TulTul, Del Medio and Pocitos are three volcanoes in Argentina. Small Inka shrines have been found on their summits.

Since the Jurassic, subduction off the western margin of South America has generated volcanism, which after starting in the Cordillera de la Costa now occurs in the Andes. Since the Oligocene, the Puna has been volcanically active as well. There, some stratovolcanoes including TulTul, Del Medio and Pocitos are aligned on the Calama-Olacapato-El Toro fault which cuts across the plateau in southeast direction and forms a 10–20 km wide belt.

TulTul is 5276 m high, making it the highest volcano of the three. Del Medio reaches 4842 m and Pocitos 5036 m; all three volcanoes rise about a kilometre or more above the surrounding terrain. They are constructed by andesite and dacite and form a 35 km long alignment. Del Medio and Pocitos both feature traces of their southern flank collapsing, and both have a summit caldera 3.5 km and 3 km wide respectively. Tul Tul had a central vent which formed andesitic lava flows and later, above these lava flows, dacitic domes. Like Pocitos, it has no trace of a crater. The cones feature lava flows emanating from their summits and alluvial fans at their feet.

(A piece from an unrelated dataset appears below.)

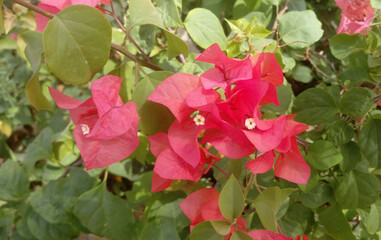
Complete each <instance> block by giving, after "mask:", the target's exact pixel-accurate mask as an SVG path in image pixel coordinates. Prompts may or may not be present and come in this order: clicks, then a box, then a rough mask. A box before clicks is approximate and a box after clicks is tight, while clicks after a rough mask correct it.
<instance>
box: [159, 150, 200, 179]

Volcanism in the Central Andes is caused by the subduction of the Nazca Plate under the South American Plate. The volcanoes were active 8 to 6 million years ago, during the Miocene. Lava domes were emplaced on all three volcanoes late in their history. The magmas that constructed these volcanoes appear to have originated in the lower crust from a garnet-bearing precursor. Moraines developed at elevations exceeding 3900 m elevation on Del Medio and Pocitos, consisting of c. 2 m features on the walls of a cirque and two lateral moraines downvalley. These moraines formed before the Last Glacial Maximum, but during wet periods in the Salar de Uyuni.